Una empresa que crece es una empresa que cambia. Cambia su escala, su estructura, sus procesos, su personal. Y con cada cambio, cambian también los riesgos.
El problema es que muchas veces la gestión de SSO no crece al mismo ritmo que la operación. Y lo que funcionaba cuando había 30 personas puede no ser suficiente cuando hay 150.
Los riesgos invisibles del crecimiento
Cuando una empresa crece, aparecen riesgos que a veces no se identifican porque nadie tiene el mapa actualizado:
**Nuevos trabajadores sin inducción adecuada**: la incorporación rápida de personal puede generar que muchos colaboradores empiecen a trabajar sin haber recibido la formación básica en seguridad.
**Procesos que cambian sin actualizar la documentación**: se incorpora una máquina nueva, se modifica un proceso, se abre una nueva área. Pero los procedimientos de trabajo siguen siendo los viejos.
**Más contratistas con distintos estándares**: el crecimiento muchas veces implica contratar proveedores y contratistas. Sin una gestión de contratistas en SSO, cada uno opera con sus propios (o ningún) estándar.
**Mayor complejidad sin más estructura de SSO**: el responsable de seguridad que era suficiente para 50 personas no puede hacer lo mismo para 200 sin más recursos.
**Nuevas instalaciones sin análisis de riesgos**: se alquila un nuevo depósito, se inaugura una nueva planta.
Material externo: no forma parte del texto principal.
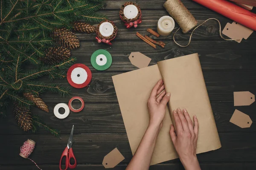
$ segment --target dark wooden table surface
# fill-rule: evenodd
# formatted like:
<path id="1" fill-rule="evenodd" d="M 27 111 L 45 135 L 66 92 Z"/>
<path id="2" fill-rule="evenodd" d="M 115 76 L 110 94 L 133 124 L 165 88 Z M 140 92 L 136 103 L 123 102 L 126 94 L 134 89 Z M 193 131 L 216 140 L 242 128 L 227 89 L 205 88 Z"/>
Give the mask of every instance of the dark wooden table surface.
<path id="1" fill-rule="evenodd" d="M 0 119 L 0 169 L 38 169 L 31 161 L 18 155 L 20 147 L 29 138 L 37 142 L 30 158 L 44 170 L 58 170 L 61 155 L 67 145 L 72 125 L 74 125 L 73 147 L 78 163 L 76 169 L 104 169 L 101 164 L 104 156 L 117 147 L 125 159 L 114 169 L 124 170 L 132 154 L 111 76 L 137 69 L 128 59 L 131 52 L 135 51 L 151 58 L 150 65 L 164 60 L 198 53 L 222 145 L 217 150 L 198 155 L 202 168 L 255 169 L 256 126 L 253 123 L 250 128 L 242 129 L 230 123 L 229 120 L 235 109 L 238 109 L 249 115 L 253 122 L 256 121 L 256 103 L 235 107 L 233 97 L 234 91 L 249 91 L 256 94 L 256 34 L 253 32 L 241 43 L 226 41 L 218 34 L 217 23 L 209 21 L 195 31 L 188 47 L 177 45 L 172 34 L 158 38 L 166 45 L 164 48 L 157 46 L 154 49 L 138 39 L 136 33 L 149 35 L 147 28 L 156 30 L 158 19 L 168 15 L 163 6 L 165 1 L 137 0 L 142 8 L 143 22 L 137 28 L 129 29 L 126 28 L 119 15 L 120 6 L 125 1 L 106 1 L 105 9 L 99 12 L 105 14 L 119 29 L 112 48 L 108 50 L 113 57 L 111 66 L 104 71 L 94 69 L 90 62 L 91 55 L 97 49 L 109 46 L 99 44 L 95 34 L 77 33 L 80 47 L 73 50 L 72 54 L 78 59 L 78 63 L 84 64 L 91 69 L 93 79 L 87 89 L 71 88 L 71 97 L 81 97 L 85 103 L 84 108 L 78 113 L 71 113 L 64 119 L 59 119 L 53 114 L 53 108 L 60 102 L 67 103 L 70 98 L 62 98 L 49 92 L 42 96 L 50 112 L 33 108 L 32 113 L 38 114 L 49 125 L 61 130 L 60 138 L 42 129 L 36 134 L 23 132 L 17 126 L 12 113 L 9 113 L 6 119 Z M 224 28 L 227 22 L 232 22 L 190 0 L 182 1 L 199 22 L 215 18 Z M 177 27 L 176 24 L 175 27 Z M 178 42 L 184 44 L 189 37 L 189 34 L 180 32 L 177 35 Z M 50 82 L 47 78 L 43 80 Z M 70 87 L 67 80 L 58 82 Z M 183 168 L 178 159 L 150 167 L 151 170 Z"/>

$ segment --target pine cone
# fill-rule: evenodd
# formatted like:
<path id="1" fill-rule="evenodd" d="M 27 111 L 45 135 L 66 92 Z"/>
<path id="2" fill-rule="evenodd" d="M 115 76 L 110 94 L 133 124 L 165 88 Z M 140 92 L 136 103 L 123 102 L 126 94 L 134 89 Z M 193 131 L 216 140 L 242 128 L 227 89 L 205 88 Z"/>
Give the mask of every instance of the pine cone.
<path id="1" fill-rule="evenodd" d="M 21 129 L 26 132 L 32 129 L 32 116 L 29 110 L 15 103 L 13 113 L 15 119 Z"/>
<path id="2" fill-rule="evenodd" d="M 29 100 L 32 101 L 35 105 L 46 112 L 49 113 L 49 109 L 45 103 L 39 96 L 34 95 L 32 93 L 24 93 L 23 96 Z"/>
<path id="3" fill-rule="evenodd" d="M 70 49 L 76 48 L 80 46 L 79 40 L 75 34 L 64 28 L 55 28 L 51 37 L 59 44 Z"/>
<path id="4" fill-rule="evenodd" d="M 40 58 L 40 60 L 45 63 L 51 65 L 64 61 L 71 56 L 70 50 L 62 46 L 47 48 L 45 53 L 45 56 Z"/>
<path id="5" fill-rule="evenodd" d="M 90 34 L 95 32 L 96 27 L 85 23 L 76 22 L 74 23 L 74 29 L 80 32 Z"/>

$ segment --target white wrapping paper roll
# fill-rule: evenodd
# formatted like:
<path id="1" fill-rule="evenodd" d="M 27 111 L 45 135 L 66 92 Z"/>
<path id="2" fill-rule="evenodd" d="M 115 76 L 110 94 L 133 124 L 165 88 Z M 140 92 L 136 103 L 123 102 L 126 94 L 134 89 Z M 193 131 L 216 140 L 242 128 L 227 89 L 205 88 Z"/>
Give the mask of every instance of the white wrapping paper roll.
<path id="1" fill-rule="evenodd" d="M 175 26 L 172 18 L 169 16 L 162 17 L 157 23 L 157 32 L 162 36 L 169 35 Z"/>
<path id="2" fill-rule="evenodd" d="M 134 5 L 128 5 L 124 9 L 124 14 L 128 19 L 133 19 L 138 15 L 138 8 Z"/>

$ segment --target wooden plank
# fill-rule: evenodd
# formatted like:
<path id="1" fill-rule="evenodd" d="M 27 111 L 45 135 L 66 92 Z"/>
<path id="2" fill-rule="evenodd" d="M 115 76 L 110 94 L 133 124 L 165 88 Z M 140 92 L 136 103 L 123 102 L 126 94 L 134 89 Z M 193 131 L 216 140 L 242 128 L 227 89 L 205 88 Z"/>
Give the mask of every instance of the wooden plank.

La gestión preventiva debería empezar desde antes de operar, pero muchas veces empieza después del primer incidente.
Qué hacer ante el crecimiento
Cada momento de expansión debería incluir una revisión preventiva:
El crecimiento como oportunidad preventiva
Las empresas que integran la prevención desde el momento del crecimiento construyen sistemas más robustos y escalables. Agregar la dimensión de la seguridad desde el inicio es siempre más fácil y menos costoso que corregir después.